A multiple tissue cDNA panel consisting of 16 normal human tissues generated using normalized first strand poly(A)+ RNA (Clonetech, Palo Alto, CA) was used for analysis of normal expression pattern of GCT1 and GCT2. Total RNA isolated from normal testis, tumor tissues, and the tumor cell lines was reverse transcribed using random primers and Pro-Star first strand RT-PCR kit (Stratagene, La Jolla, CA) following manufacturer-recommended protocol. Semiquantitative analysis of gene expression was performed by 26–28 cycles of multiplex RT-PCR with β-actin plus GCT1 or GCT2-specific primers. Primers for RNA amplification were selected to span at least two exons to rule out gDNA contamination. GCT1-forward 5′-TGTTGCAGCAGTGGAAACTC-3′ (580–599) and GCT1-reverse 5′-ACCAACTGGGTAGGTGTGGA-3′ (822–841) amplified 262 bp of cDNA. GCT2-forward 5′-GATCTCCTTAACGGACACGC-3′ (96–115) and GCT2-reverse 5′-TCAAAGGCCAACCAATAAGG-3′ (327–346) amplified 251 bp of cDNA. The PCR products were run on 1.5% agarose gels, visualized by ethidium bromide staining, and quantitated using a Kodak digital image analysis system. The values obtained for each gene in four normal testis RNA samples were used to calculate the SD, and their mean was used to calculate the ratio (test/normal). A gene was considered overexpressed if the ratio was >(1.00 + 2SD).
RESULTS
Mapping of the Sequences Spotted on the Arrays.

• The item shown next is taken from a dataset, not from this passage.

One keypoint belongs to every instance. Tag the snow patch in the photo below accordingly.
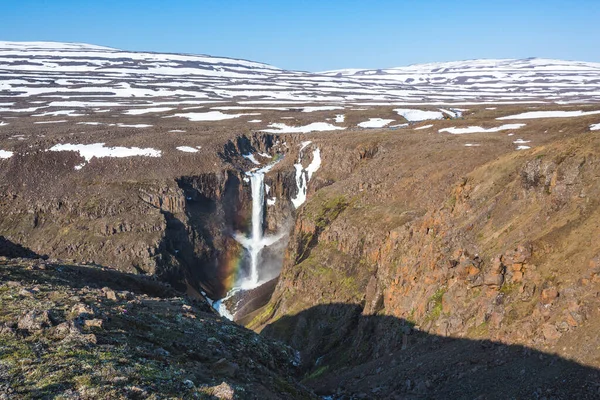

Among the 8254 ESTs spotted on the array, 252 were singletons, whereas the remaining were included in 7366 UniGene clusters, including 6167 that had mapping information. Of these, 352 were mapped to chromosome 12, 118 that were assigned to 12p, and 33 that were further assigned to 12p11-p12. On the basis of the comparison of sequences mapped to 12p in several databases (UniGene, UniSTS, GeneMap’98, GeneMap’99, GeneBridge 4, OMIM Gene Map, the working draft sequence build 22, the AECOM 12p map, and TIGR6), we estimated that 12p contains coding sequences of ∼400 genes.7 The EST array used therefore represents approximately one-third of the 12p genes.
Chromosomal CGH Analysis.
Thirty-eight TGCT biopsy samples (10 seminomas and 27 nonseminomas) and the OCCL were subjected to chromosomal CGH analysis. The 12p amplification status in 34 of these tumors by CGH has been published elsewhere (23). High-level amplification at 12p11-p12 was observed in 4 seminomas (187A, 192A, 287B, and 427A) and the OCCL cell line (Fig. 1).
Array CGH Analysis.
We performed array CGH analysis on the DNAs from the five samples that showed 12p11-p12 amplification by chromosomal CGH. As controls, we similarly analyzed tumor 227A, a seminoma that did not show 12p11-p12 amplification and placenta. Test (tumor) and reference (placenta) gDNAs were labeled with Cy3 and Cy5, respectively, and cohybridized to the EST array. The signals obtained after laser excitation of the dyes were digitized (Fig. 2), and the raw data (median feature pixel intensity with the median local background intensity subtracted at each wavelength) were then subjected to statistical analysis. To correct for systematic errors introduced by the intensity-dependent dye efficiencies, the hybridization signal data from each slide were normalized using a local regression of the log-ratio variable Y = log2(G/R) versus the log-product X = log10(R × G)/2 (R and G represent the intensities of the Cy3 and Cy5, respectively; Ref. 20). Examples of pre- and postnormalized data are shown in Fig. 3, A and B. In practice, the noise structure and magnitude of the signals varied from slide to slide, as can be seen by the variation in the shapes of the point clouds (Fig. 3,A). It was therefore important to construct an indicator to identify ESTs that exhibited significant signal deviation from normal in a given slide. To this end, we computed the intensity-dependent (local) variance ς(XN)2 from a local regression of YN2 versus XN after normalization (XN and YN represent the normalized X and Y variables). We observed that the variable |YN|/ς(XN) closely followed a Gaussian distribution in the control experiments, as shown by the straight quantile-quantile plot (Fig. 3,C). As expected for tumor versus reference comparisons, these distributions were slightly longer-tailed on one side of the plot, reflecting biological amplification (indicated by the arrows in Fig. 3 C). Because the bulk of the distributions were nearly Gaussian, it was felt justified to attribute significance to amplified or overexpressed ESTs according to the values of YN/ς(XN) (LR/SD), independently for each slide.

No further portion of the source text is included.